Dieses hochpsychologische Spielchen sorgt für ein intensives Spielerlebnis, gefällt mir ausgesprochen gut und ist für sich alleine schon eine Kaufempfehlung wert. Der Wermutstropfen: Der Ausgang dieses Aktes bestimmt noch keinen Sieger, sondern bereitet nur die Ausgangssituation für den 2. Akt vor.

Die Asymmetrie bleibt auch im 2. Akt erhalten, denn wieder haben beide Parteien vollkommen unterschiedliche Mittel, um ihre individuellen Ziele zu erreichen.
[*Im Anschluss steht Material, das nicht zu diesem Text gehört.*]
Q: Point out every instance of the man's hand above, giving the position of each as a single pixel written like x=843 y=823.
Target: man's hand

Beide wollen ihre Gegner eliminieren, wobei der Hai naturgemäß widerstandsfähiger ist und mehr Treffer einstecken kann als die drei Jäger. Die Summe an Verwundungen, die jede Partei seinem(n) Kontrahenten zufügen muss, ist jedoch ident, denn die 3 Besatzungsmitglieder geben bereits mit der sechsten Verwundung den Löffel ab, der Hai mit der achtzehnten. Darüber hinaus ist der Hai aber auch siegreich, wenn es ihm gelingt, das Boot völlig zu zerstören.

Der Hai ist im Gegensatz zum 1. Akt zwar nicht topographisch in seiner Bewegungsfreiheit eingeschränkt, dafür hat er allerdings bloß 3 mögliche Auftauchoptionen. Für welche der drei ausliegenden Auftauchkarten er sich entscheidet, hängt weniger davon ab, wo er am meisten Schaden anrichten kann, sondern vielmehr, wo er glaubt, den Waffen der Besatzung am besten aus dem Weg zu gehen. Während der Hai ja automatisch einen Angriff macht und auch gerne das Boot attackiert, müssen Quint, Hooper und Brody die Intentionen des Hais erraten, um ihre Waffen überhaupt einsetzen zu können. Meist müssen sie sich entscheiden, ob sie sich auf jenes Feld konzentrieren, in dem sie mit dem Angriff rechnen, oder sich lieber verteilen, um mehrere Felder abzudecken.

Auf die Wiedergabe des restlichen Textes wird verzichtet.